El objetivo de la iniciativa es «acabar con el fenómeno generalizado de las becas en fraude, por el que se utilizan prácticas para cubrir puestos de trabajo», señala el diputado de Podemos Segundo González, el principal impulsor de esta medida. La razón es, a su juicio, la falta de regulación de este ámbito, que «genera una brecha en el derecho laboral por la que cabe mucha precariedad», razona, valiéndose del informe de la Comisión Europea  The experience of traineeships in the EU de 2013, que analiza la situación del becariado en España. Según el documento, el 61% de los estudiantes en prácticas no reciben remuneración, y el 72% de ellos asegura que su carga de trabajo equivale a la de un empleado a sueldo. Por ello, Unidos Podemos pide limitar el número de becarios por empresa: las que tengan hasta 10 trabajadores sólo podrán tener un becario; entre 10 y 30, dos; entre 30 y 60, tres estudiantes en prácticas, y en las empresas de más de 60 empleados el número de becarios no podrá superar el 5% de la plantilla. Entre otras medidas destinadas a ello está la de imposibilitar las prácticas en empresas condenadas por delitos contra los trabajadores o que hayan hecho un ERE o despidos en los últimos dos años.

«Hay que acabar con las prácticas, tienen que servir para integrar en el mercado de trabajo, pero no para sustituirlo», afirma González. La propuesta contempla una limitación estricta de las condiciones para ser becario en una empresa. En primer lugar, la universidad será la única autoridad educativa que podrá gestionar estos convenios, con el objetivo de hacer desaparecer las «empresas fantasma» que obligan a la inscripción y el pago de cursos únicamente para poder optar a becas. «Nos encontramos con que hay becarios que tienen que pagar para poder hacer prácticas», concreta el diputado de Podemos.

Para evitar estas situaciones, Unidos Podemos quiere garantizar la remuneración adecuada del becario, al que se le tendrá que pagar en relación al Salario Mínimo Interprofesional. Percibirá además, según el texto, la compensación de gastos necesarios para la realización de las prácticas, entre otros, transporte y manutención. Cada becario, eso sí, sólo podrá hacer unas prácticas durante el plan de estudios, y cada periodo tendrá una duración máxima de 500 horas. La dura restricción temporal de estas prácticas tiene un doble objetivo: por una parte evitar el abuso y el fraude y por otra, fomentar el contrato de trabajo en prácticas. Una fórmula que, pese a tener un nombre similar, no es lo mismo que el convenio universitario de prácticas, y sí está debidamente regulado en el Estatuto de los Trabajadores.

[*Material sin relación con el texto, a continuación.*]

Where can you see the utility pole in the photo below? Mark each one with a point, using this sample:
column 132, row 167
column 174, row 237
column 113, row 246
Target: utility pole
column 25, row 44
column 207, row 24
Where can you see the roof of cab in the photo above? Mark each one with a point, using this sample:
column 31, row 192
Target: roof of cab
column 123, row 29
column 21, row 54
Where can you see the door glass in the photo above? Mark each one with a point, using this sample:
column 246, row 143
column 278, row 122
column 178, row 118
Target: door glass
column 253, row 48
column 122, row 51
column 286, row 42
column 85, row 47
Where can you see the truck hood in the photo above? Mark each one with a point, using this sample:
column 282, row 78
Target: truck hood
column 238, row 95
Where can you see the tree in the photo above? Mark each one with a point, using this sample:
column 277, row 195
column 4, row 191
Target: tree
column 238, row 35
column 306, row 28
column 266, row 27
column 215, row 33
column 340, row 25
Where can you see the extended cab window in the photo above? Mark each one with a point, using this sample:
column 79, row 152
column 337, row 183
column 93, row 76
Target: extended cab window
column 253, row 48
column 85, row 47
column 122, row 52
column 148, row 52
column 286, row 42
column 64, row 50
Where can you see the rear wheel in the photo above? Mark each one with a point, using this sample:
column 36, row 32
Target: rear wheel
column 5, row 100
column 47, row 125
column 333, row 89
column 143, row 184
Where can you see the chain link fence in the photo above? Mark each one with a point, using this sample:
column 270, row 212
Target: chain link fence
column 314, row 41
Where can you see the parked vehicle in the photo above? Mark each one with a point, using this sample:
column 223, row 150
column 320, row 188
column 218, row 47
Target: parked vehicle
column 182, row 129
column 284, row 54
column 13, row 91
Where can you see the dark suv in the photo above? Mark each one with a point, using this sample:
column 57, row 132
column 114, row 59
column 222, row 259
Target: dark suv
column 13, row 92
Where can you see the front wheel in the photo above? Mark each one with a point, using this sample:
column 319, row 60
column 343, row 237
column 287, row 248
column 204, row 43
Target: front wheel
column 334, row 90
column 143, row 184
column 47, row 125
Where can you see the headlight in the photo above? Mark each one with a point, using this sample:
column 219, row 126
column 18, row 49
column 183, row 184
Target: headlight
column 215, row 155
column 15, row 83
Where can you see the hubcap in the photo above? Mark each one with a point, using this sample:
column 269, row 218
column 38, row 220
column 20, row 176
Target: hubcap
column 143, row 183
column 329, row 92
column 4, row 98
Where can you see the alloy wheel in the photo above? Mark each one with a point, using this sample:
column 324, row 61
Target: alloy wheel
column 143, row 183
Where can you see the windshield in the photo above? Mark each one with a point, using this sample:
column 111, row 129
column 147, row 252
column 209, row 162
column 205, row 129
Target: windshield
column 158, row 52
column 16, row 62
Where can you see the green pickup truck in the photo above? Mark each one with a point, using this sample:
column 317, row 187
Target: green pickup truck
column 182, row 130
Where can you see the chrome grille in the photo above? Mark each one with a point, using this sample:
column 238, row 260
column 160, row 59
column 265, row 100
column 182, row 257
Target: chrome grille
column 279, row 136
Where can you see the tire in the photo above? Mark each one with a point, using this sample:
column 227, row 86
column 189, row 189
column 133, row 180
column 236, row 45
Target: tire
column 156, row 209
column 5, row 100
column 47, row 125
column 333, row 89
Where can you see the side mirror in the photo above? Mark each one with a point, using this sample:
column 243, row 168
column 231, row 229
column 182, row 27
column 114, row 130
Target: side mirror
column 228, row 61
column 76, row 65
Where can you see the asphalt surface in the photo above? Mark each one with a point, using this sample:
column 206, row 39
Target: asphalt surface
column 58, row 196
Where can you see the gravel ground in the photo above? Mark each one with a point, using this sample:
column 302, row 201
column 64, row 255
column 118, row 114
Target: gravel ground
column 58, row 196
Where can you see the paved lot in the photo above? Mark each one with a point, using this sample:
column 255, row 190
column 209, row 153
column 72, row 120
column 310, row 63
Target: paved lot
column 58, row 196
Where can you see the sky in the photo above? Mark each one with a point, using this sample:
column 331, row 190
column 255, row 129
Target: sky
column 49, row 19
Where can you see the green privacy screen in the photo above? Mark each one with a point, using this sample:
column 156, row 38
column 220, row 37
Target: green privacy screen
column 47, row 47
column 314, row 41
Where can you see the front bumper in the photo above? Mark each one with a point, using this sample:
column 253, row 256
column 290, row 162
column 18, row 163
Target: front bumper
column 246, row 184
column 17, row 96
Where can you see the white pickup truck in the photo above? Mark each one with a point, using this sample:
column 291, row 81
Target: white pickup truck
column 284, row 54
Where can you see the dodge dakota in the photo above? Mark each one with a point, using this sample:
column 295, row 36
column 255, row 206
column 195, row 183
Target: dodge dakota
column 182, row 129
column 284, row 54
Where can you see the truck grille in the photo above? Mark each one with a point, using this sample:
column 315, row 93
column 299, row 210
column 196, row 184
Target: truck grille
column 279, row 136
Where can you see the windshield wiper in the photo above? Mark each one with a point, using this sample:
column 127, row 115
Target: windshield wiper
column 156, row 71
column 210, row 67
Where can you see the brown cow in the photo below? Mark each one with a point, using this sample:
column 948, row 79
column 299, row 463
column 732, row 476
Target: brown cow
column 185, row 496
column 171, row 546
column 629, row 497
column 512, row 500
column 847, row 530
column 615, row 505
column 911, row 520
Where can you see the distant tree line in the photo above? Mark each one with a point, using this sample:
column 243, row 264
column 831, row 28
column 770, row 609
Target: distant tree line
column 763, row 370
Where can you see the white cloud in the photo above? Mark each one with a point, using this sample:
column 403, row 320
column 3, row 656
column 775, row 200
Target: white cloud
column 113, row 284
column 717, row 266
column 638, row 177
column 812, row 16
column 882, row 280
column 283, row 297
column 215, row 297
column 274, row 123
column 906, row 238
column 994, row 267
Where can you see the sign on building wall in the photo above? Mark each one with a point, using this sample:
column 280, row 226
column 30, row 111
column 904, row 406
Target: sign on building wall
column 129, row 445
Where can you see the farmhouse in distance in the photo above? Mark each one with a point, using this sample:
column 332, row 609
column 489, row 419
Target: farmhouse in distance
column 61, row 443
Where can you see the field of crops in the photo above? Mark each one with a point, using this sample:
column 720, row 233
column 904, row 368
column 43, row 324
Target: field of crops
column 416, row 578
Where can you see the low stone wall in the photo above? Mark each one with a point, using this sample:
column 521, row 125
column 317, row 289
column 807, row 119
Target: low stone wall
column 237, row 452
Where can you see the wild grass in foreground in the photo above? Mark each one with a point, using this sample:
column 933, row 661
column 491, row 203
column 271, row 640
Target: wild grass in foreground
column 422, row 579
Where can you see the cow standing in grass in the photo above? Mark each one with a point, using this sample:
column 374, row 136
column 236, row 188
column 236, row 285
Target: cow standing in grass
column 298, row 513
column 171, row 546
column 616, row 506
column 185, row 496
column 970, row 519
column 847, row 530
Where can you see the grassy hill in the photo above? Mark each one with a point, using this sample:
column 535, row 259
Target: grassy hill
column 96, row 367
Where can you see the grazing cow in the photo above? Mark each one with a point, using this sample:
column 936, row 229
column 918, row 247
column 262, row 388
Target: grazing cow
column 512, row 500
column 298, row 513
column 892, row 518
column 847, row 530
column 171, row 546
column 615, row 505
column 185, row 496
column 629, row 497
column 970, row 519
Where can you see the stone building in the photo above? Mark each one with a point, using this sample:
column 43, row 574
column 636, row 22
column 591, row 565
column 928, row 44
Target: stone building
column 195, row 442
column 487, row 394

«El contrato en prácticas sí permite la integración de los jóvenes en el mercado laboral», reseña González. La intención de Unidos Podemos es, además, posibilitar que este tipo de contratos puedan hacerse durante los estudios una vez superados el 50% de los créditos, una opción hasta ahora reservada para quienes ya habían finalizado sus estudios. Este cambio busca que, tras acabar un periodo de prácticas, el estudiante solo pueda volver a incorporarse a una empresa a través de un contrato de trabajo.

La proposición de ley presentada por Unidos Podemos (consultar texto completo aquí) ha contado con la colaboración de asociaciones de la sociedad civil, como la Oficina Precaria, el Consejo de Juventud de España, sindicatos como UGT y CCOO o la Oficina de Prácticas de la Universidad Complutense de Madrid. Una vez admitida a trámite en el pleno de este martes, pasará a la Comisión de Empleo donde será sometido a enmiendas de los distintos grupos para, una vez perfilada, ser debatida de nuevo en el Congreso para su aprobación.